Mais dites-moi maintenant ce que vous vouliez me confier. L’heure avance rapidement et l’aube va venir. Je parle pour vous, car moi, je ne crains pas de rencontres dangereuses.

– Voilà : nous voulions te prévenir que quelqu’un doit avoir révélé l’endroit où tu te trouves, et cette personne n’est certainement ni Nicodème, ni Manahen, ni Lazare, ni ses sœurs, ni Nikê, ni moi. A qui d’autre as-tu parlé du lieu que tu as choisi pour refuge ?

– A personne, Joseph.

– Tu en es sûr ?

– Oui.

– Et as-tu donné des ordres à tes disciples pour qu’ils ne disent rien ?

– Avant le départ, je ne leur ai pas indiqué l’endroit. Arrivé à Ephraïm, je leur ai donné l’ordre d’aller évangéliser et d’agir à ma place. Et je suis sûr de leur obéissance.

– Et… tu es seul à Ephraïm ?

– Non. Jean et Judas sont avec moi, comme je vous l’ai déjà dit. Mais je lis dans tes pensées : Judas ne peut m’avoir fait tort par son irréflexion, car il ne s’est jamais éloigné de la ville, or à cette époque, il n’y passe pas de pèlerins venus d’ailleurs.

– Alors… c’est sûrement Belzébuth qui a parlé, car, au Sanhédrin, on sait que tu es ici.

– Eh bien ? Comment réagissent-ils à ma conduite ?

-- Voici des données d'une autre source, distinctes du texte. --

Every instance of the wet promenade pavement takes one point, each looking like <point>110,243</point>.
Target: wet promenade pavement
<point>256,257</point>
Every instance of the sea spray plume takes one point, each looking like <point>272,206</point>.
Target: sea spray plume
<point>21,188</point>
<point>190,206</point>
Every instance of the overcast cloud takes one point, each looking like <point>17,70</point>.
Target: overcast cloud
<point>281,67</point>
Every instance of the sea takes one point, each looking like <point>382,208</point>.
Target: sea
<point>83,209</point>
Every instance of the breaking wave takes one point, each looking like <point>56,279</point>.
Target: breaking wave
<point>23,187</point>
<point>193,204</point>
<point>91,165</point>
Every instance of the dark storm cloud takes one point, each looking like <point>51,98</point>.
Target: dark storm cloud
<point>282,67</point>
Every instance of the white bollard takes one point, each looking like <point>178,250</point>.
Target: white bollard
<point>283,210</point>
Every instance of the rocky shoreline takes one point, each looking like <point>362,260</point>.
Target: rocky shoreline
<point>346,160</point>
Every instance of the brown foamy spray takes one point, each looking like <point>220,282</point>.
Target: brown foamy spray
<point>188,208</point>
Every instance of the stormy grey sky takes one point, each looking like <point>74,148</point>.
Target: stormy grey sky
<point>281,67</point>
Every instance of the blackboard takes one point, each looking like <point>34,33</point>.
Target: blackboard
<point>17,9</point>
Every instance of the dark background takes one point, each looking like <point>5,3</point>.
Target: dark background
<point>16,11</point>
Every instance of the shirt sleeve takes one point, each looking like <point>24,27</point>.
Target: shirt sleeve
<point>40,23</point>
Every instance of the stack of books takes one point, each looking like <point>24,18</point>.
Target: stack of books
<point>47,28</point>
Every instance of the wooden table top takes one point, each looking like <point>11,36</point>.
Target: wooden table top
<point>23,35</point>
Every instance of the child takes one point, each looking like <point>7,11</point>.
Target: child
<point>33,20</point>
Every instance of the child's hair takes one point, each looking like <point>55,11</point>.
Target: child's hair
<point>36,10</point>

– De manières très différentes. Certains reconnaissent que c’est logique : puisqu’ils t’ont banni des lieux saints, il ne te restait qu’à te réfugier en Samarie. D’autres prétendent que cela révèle qui tu es réellement : un Samaritain d’esprit plus encore que de race, et cela leur suffit pour te condamner. Tous se réjouissent d’avoir pu t’imposer le silence et de pouvoir te désigner aux foules comme l’ami des Samaritains. Ils disent : “ Nous avons déjà gagné la bataille. Le reste ne sera qu’un jeu d’enfants. ” Mais, nous t’en prions, fais que cela ne soit pas vrai.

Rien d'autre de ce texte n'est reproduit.